Trois hypothèses répandues introduisent un biais dans les prévisions relatives à l'impact de l'automatisation sur l'emploi. Il faut examiner chacune d'entre elles pour protéger le droit des travailleurs et modifier le point de vue fataliste qui domine aujourd'hui.
- Première hypothèse : dans un futur proche, l'automatisation complète des postes de travail va mettre les travailleurs au chômage. Mais cette idée est contestable, d'autant que les mêmes données peuvent conduire à des conclusions différentes. Ainsi une étude de 2017 réalisée par l'Institut McKinsey qui utilise des données similaires à celles utilisées par les professeurs d'Oxford conclut qu'aux USA, seulement 5% des postes de travail pourront être entièrement automatisés, mais que 60% pourront l'être partiellement. Autrement dit, l'automatisation ne signifie pas obligatoirement la disparition des emplois, mais qu'ils seront plus productifs.
Quoi qu'il en soit, les tendances actuelles montrent qu'il faut démocratiser le processus d'automatisation des emplois. Ainsi l'innovation pour accélérer la production (par exemple le recours à l'informatique par Amazon pour chronométrer les salariés dans ses entrepôts) peut avoir des conséquences inattendues et se traduire par une baisse de productivité.
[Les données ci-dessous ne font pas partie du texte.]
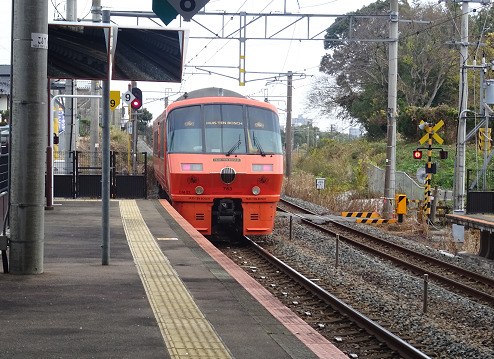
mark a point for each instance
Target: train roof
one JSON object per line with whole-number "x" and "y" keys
{"x": 209, "y": 92}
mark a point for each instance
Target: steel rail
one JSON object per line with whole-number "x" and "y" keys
{"x": 392, "y": 341}
{"x": 416, "y": 269}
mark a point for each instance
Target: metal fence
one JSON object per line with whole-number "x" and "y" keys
{"x": 404, "y": 184}
{"x": 78, "y": 174}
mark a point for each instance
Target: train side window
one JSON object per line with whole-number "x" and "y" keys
{"x": 162, "y": 139}
{"x": 155, "y": 143}
{"x": 264, "y": 128}
{"x": 185, "y": 130}
{"x": 224, "y": 126}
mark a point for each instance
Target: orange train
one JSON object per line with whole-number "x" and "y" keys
{"x": 218, "y": 159}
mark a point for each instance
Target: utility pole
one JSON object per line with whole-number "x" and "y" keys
{"x": 29, "y": 119}
{"x": 105, "y": 165}
{"x": 94, "y": 127}
{"x": 70, "y": 135}
{"x": 134, "y": 135}
{"x": 288, "y": 132}
{"x": 392, "y": 112}
{"x": 459, "y": 182}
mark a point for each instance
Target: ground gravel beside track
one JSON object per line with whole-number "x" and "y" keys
{"x": 453, "y": 327}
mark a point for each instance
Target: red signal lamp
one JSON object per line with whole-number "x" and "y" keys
{"x": 417, "y": 154}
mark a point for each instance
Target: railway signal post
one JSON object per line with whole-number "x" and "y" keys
{"x": 430, "y": 167}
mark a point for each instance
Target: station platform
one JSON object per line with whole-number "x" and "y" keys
{"x": 167, "y": 292}
{"x": 484, "y": 223}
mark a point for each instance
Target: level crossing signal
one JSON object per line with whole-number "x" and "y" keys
{"x": 417, "y": 154}
{"x": 137, "y": 101}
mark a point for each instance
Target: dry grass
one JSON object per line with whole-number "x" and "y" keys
{"x": 302, "y": 185}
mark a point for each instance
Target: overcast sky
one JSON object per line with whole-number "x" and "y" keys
{"x": 263, "y": 57}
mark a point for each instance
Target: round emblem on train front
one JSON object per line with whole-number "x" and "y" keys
{"x": 227, "y": 175}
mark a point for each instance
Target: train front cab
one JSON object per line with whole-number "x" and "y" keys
{"x": 225, "y": 163}
{"x": 247, "y": 203}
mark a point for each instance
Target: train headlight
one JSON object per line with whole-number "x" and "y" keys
{"x": 191, "y": 167}
{"x": 262, "y": 168}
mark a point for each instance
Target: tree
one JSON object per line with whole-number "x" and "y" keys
{"x": 357, "y": 71}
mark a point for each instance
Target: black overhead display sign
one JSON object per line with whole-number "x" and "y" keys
{"x": 78, "y": 52}
{"x": 148, "y": 55}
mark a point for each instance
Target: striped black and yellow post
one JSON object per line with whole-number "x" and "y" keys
{"x": 375, "y": 220}
{"x": 360, "y": 214}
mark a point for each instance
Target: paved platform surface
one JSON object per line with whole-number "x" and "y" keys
{"x": 166, "y": 293}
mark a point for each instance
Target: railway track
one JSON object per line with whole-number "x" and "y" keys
{"x": 457, "y": 279}
{"x": 352, "y": 332}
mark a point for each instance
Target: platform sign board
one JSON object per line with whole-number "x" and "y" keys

Pour beaucoup de travailleurs, la manière d'utiliser la technologie compte autant, sinon plus, que la technologie elle-même.
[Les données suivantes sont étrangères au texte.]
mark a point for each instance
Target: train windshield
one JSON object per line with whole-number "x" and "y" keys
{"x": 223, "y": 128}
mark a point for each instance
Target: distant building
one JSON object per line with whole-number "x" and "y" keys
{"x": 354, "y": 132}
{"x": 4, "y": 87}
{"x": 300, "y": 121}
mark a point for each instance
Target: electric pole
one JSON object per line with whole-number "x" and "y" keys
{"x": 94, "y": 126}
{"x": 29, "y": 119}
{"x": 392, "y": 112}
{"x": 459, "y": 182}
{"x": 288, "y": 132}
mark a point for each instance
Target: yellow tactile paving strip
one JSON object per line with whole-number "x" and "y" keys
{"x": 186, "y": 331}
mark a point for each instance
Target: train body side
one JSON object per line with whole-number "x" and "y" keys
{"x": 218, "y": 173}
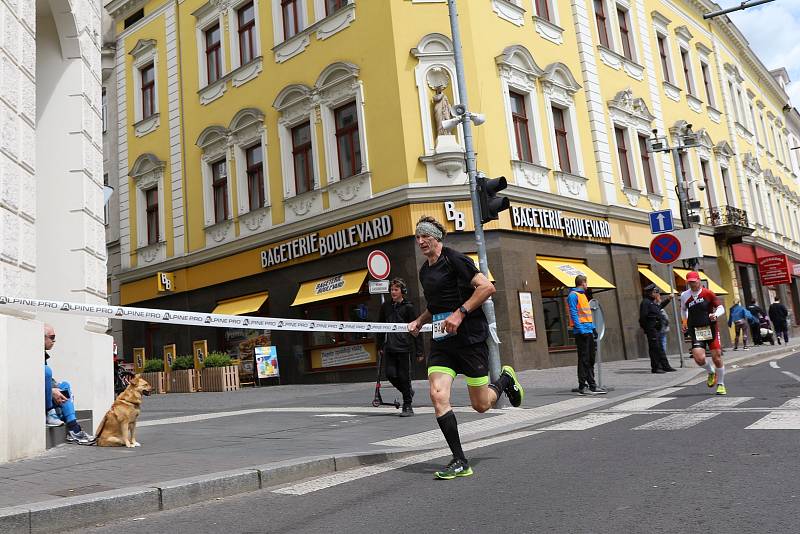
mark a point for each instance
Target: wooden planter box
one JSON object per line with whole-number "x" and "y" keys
{"x": 221, "y": 378}
{"x": 157, "y": 381}
{"x": 184, "y": 381}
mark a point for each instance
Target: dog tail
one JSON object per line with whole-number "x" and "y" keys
{"x": 100, "y": 426}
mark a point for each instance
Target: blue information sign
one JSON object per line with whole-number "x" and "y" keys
{"x": 661, "y": 221}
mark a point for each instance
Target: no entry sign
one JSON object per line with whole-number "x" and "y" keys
{"x": 665, "y": 248}
{"x": 378, "y": 264}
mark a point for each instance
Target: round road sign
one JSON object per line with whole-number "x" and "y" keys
{"x": 378, "y": 264}
{"x": 665, "y": 248}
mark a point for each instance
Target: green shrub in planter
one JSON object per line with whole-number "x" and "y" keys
{"x": 217, "y": 359}
{"x": 153, "y": 366}
{"x": 183, "y": 362}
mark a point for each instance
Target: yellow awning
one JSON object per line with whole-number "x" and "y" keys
{"x": 474, "y": 258}
{"x": 653, "y": 277}
{"x": 713, "y": 286}
{"x": 241, "y": 305}
{"x": 566, "y": 271}
{"x": 331, "y": 287}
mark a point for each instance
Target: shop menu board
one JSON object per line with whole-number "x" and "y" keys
{"x": 267, "y": 362}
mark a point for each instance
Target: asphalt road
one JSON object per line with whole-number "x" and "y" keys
{"x": 684, "y": 461}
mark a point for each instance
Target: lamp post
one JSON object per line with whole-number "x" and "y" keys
{"x": 466, "y": 118}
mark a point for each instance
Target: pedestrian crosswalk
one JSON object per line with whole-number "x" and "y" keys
{"x": 783, "y": 417}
- Deuxième hypothèse : avec l'automatisation, la plupart des travailleurs seront perdants. Mais ce sont les citoyens et la politique - et non les machines - qui vont décider du sort des travailleurs. Si nous acceptons l'idée que la technologie va améliorer la productivité (ce qui est contestable au vu de la faible croissance de la productivité au sein des pays de l'OCDE depuis une dizaine d'années), les travailleurs et les décideurs politiques devraient chercher un meilleur équilibre entre travail et vie personnelle. La lutte pour une journée de travail de 8 heures date de plus d'un siècle, aussi les discussions en cours devraient-elles faire une place à des négociations sur la diminution du temps de travail. Certains syndicats font déjà cela, et d'autres devraient suivre.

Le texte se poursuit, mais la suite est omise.